1. Het geding in feitelijke instanties
Eisers tot cassatie - verder te noemen: [eiser] c.s. - hebben bij exploit van 15 februari 1995 verweerster in cassatie - verder te noemen: de Stichting - gedagvaard voor de Rechtbank te 's-Hertogenbosch en gevorderd, kort gezegd, de Stichting te veroordelen tot nakoming van de testamentaire last door aan hen het recht van bewoning te verlenen van de door [erflaatster] (hierna: de erflaatster) tot aan haar overlijden bewoonde woning (het koetshuis) in het poortgebouw van kasteel Heeswijk met inbegrip van aanliggende voorplaats en tuin, garages en moestuin.
De Stichting heeft de vordering bestreden.
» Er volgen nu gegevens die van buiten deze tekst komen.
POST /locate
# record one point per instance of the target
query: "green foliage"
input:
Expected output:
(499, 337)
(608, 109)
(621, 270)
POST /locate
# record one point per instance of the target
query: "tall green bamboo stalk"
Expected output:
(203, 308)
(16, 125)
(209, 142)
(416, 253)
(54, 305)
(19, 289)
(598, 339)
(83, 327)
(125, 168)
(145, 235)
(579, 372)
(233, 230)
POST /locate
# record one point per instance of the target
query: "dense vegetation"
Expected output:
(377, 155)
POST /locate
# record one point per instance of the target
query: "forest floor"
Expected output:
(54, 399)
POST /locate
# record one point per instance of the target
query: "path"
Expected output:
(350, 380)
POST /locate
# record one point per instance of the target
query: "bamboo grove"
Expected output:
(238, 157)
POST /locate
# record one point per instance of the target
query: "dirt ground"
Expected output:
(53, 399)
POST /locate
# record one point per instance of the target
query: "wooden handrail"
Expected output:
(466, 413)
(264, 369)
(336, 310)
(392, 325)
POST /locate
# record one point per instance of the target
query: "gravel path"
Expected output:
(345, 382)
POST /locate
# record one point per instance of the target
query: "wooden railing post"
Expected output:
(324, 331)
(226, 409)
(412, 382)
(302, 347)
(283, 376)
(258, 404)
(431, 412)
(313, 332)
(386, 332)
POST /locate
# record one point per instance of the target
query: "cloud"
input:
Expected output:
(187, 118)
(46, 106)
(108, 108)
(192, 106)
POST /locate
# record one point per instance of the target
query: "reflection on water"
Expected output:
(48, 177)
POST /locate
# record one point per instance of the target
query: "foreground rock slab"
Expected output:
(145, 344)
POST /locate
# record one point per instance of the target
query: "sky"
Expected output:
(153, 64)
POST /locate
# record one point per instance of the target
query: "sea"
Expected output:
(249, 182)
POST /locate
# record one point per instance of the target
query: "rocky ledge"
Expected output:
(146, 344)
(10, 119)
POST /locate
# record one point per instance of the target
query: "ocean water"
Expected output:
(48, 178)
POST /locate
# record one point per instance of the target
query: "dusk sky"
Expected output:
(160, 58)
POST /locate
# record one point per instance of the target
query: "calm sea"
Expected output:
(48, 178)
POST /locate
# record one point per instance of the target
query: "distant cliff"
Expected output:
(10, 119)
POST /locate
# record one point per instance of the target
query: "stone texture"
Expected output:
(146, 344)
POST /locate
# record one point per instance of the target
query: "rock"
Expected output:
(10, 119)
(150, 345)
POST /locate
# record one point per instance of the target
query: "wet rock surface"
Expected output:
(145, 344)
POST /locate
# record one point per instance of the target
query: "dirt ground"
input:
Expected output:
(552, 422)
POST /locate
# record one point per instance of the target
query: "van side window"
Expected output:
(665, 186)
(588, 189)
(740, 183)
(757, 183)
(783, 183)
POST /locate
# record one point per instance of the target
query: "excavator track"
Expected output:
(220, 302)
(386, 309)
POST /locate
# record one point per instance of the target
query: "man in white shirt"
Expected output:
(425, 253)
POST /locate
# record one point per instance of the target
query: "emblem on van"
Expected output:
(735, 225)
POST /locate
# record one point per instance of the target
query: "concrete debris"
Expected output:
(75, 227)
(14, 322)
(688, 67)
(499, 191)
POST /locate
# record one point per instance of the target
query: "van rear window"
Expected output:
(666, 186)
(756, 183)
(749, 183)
De Rechtbank heeft bij tussenvonnis van 20 september 1996 drie deskundigen benoemd ter beantwoording van de in het dictum van haar vonnis geformuleerde vraag.
Bij tweede tussenvonnis van 27 november 1998 heeft de Rechtbank de benoemde deskundigen opgedragen een nader deskundigenrapport uit te brengen.
Nadat de deskundigen hun nader rapport hadden uitgebracht heeft de Rechtbank bij eindvonnis van 19 november 1999 de Stichting - kort gezegd - veroordeeld tot nakoming van de testamentaire last.
Tegen voornoemde vonnissen van de Rechtbank heeft de Stichting hoger beroep ingesteld bij het Gerechtshof te 's-Hertogenbsch.
Bij arrest van 29 juni 2001 heeft het Hof de vonnissen van de Rechtbank van 20 september 1996, 27 november 1998 en 19 november 1999 vernietigd en, opnieuw rechtdoende, (a) het door [eiser] c.s. gevorderde afgewezen, (b) [eiser] c.s. in de kosten van het geding in beide instanties veroordeeld die van de deskundigen daaronder begrepen, en (b) de vordering van de Stichting tot veroordeling van [eiser] c.s. in de reeds ter uitvoering van het eindvonnis gemaakte kosten voor het bewoningsgereed maken van het koetshuis afgewezen. In verband met een rekenfout bij de kostenveroordeling heeft het Hof op 24 augustus 2001 een herstelarrest gewezen.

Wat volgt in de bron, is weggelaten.